MILAN — Fiat Chrysler Automobiles is in talks to obtain a state-backed credit line of about 6.3 billion euros ($6.8 billion) from Italy to buttress the automaker’s finances against the steep downturn caused by the coronavirus, Bloomberg and Reuters reported.
The automaker is seeking to shore up liquidity after burning through $5.5 billion in the first quarter while its plants were shuttered and new-car demand stalled.
FCA has gradually restarted its operations in Italy since the end of last month after they were closed due to government coronavirus lockdowns. The automaker on Tuesday released plans detailing how it will resume North American production next week.
FCA, which has its legal headquarters in the Netherlands, runs several plants in Italy and may qualify for the government program, which offers more than 400 billion euros worth of liquidity and bank loans to companies hit by the pandemic.
Companies using the program for state guarantees on loans must refrain from approving dividend payments for a year.
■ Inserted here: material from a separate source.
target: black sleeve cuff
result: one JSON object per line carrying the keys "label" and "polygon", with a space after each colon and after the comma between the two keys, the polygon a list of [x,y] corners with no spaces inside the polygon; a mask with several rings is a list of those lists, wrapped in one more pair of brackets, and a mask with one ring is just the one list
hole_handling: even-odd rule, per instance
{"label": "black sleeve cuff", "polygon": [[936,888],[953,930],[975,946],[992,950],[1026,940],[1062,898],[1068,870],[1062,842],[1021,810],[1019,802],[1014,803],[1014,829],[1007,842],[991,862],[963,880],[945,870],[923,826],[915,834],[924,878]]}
FCA and Peugeot maker PSA Group decided earlier this week to scrap the 1.1 billion-euro dividends that each agreed to pay as part of their agreement to merge, while saying the tie-up to create the world’s fourth-largest automaker remains on track to close before the end of next year’s first quarter.
FCA is in talks with Italian lender Intesa Sanpaolo over the loan, reports said.
Sace, Italy’s trade-credit insurer, will provide a public guarantee for 80 percent of the amount, they said. The guarantee would need to be granted by a decree of the Italian Finance Ministry, the people said.
The loan also must be approved by Intesa Sanpaolo’s board.
Representatives for FCA, Intesa and Sace declined to comment.
Italy, hard hit by the virus outbreak, is trying to prop up its battered economy with a second stimulus package worth 55 billion euros.
The loan would be the largest financing guaranteed by a European government during the pandemic after Renault’s 5 billion-euro deal last month.
FCA has already raised fresh funds to manage through the crisis. In late March it obtained a new 3.5 billion euros credit facility; one month later it announced it had drawn down 6.25 billion euros from an existing revolver, plus 1.5 billion drawn from bilateral credit lines.